The five-foot-six 135-pounder has wasted little time making her name. Rousey's pro MMA career has lasted all of seven minutes 39 seconds in the cage

Only one of her fights has taken more than a minute. Tate lasted four minutes 27 seconds before tapping out.

Rousey made her name in Strikeforce, which is owned by the UFC. But the UFC reportedly plans to shut Strikeforce down and the signing of Rousey signals the start of a new era for women in the promotion.

The UFC has already showcased Rousey in a well-documented cameo as a guest coach on an episode of "The Ultimate Fighter'' reality TV show.

In the past, White has insisted there isn't enough depth to support women's MMA. But he says he does have a good selection of opponents for Rousey in the 135-pound division.

The other big name in women's fighting is Brazilian Cris (Cyborg) Santos, but the Strikeforce featherweight (145-pound) champion has trouble making Rousey's weight class and is currently serving a one-year drug suspension.

Former star fighter Gina Carano has moved on to a movie career.

Rousey comes from a distinguished judo background. Mother AnnMaria de Mars, in 1984, was the first American to win a world judo championship.

Ronda had her first judo tournament on her 11th birthday. At 17, she was the youngest judo competitor at the Athens Olympics despite tearing her anterior cruciate ligament in 2003.

In 2008, she won a bronze medal in Beijing. She lost her quarter-final to a former world champion but reached the medal podium via the repechage.

Her judo training has taken her to Montreal in the past.

"I absolutely loved it — it was one of my favourite time periods actually when I was training," she told The Canadian Press in a 2011 interview. "The only thing that kind of sucked was I didn't have a car and I was very dependent on public transportation. Waiting in a blizzard at a bus stop to go to a gym was not that cool.''

Rousey had planned to take a year off after Beijing. In the interim, she worked as a bartender and narrowed her career choices to being a rescue swimmer for the Coast Guard or MMA fighter.

Her first pro fight was a 25-second submission win over Ediane Gomes in March 2011.

The armbar is her mother's move, she said.

"It's kind of been drilled into my head ever since I was a little kid ... to the point that I don't even think about it. It just kind of comes naturally.''

"I tell people it's kind of like doing algebra. If you understand the concept of algebra, it's easy to solve any kind of equation. You don't have to practise doing one equation over and over and over again so you get good at solving that (one equation)."

Prior to signing with Strikeforce last year, Rousey was juggling three jobs while trying to train as a fledgling MMA fighter.

She worked overnights in a gym, taught judo during the day and worked as a canine physical therapy assistant. The jobs took a toll.
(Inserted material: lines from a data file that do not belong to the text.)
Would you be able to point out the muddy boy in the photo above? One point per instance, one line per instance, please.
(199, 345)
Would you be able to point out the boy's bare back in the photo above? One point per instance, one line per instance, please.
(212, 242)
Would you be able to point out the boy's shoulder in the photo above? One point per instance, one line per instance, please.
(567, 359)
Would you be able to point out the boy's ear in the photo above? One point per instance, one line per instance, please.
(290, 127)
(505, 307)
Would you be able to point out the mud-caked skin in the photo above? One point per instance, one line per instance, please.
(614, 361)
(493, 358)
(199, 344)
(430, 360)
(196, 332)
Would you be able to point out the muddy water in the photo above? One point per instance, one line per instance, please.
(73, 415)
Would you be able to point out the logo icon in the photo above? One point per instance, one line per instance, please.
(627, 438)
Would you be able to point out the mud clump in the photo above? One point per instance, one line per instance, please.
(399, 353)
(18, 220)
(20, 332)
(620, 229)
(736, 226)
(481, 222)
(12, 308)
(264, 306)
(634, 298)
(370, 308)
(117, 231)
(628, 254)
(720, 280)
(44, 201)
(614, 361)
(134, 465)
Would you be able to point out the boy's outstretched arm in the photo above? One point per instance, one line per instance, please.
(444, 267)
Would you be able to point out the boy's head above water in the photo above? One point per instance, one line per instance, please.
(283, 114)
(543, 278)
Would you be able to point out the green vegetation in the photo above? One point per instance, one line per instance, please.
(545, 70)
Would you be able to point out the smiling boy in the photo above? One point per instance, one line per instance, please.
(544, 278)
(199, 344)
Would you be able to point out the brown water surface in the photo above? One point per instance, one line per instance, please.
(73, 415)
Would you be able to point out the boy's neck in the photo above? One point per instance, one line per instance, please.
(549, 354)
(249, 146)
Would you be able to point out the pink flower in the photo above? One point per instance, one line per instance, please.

"I ended up driving back from a graveyard shift, I just fell asleep while driving and smashed my face into the steering wheel," Rousey told The Canadian Press earlier this year. "That's why I have a deviated septum, not from getting punched in the face, but from having my car run into my face."

The ESPN magazine shoot showed a smiling Rousey with her hands — covered in pink wrap with the logo Built to Fight — in a punching stance with a tattoo of the Olympic rings just visible at the top of her thigh.

"I'm like a Monet," she told the magazine. "From far away, I can look like a prissy model, but when you come closer you see the wear and tear of a fighter.

"Women don't have to trade their femininity for athleticism," she continued. "And you don't have to look like an anorexic eight-year-old to be considered beautiful. Skinny girls look good in clothes but fit chicks look good naked."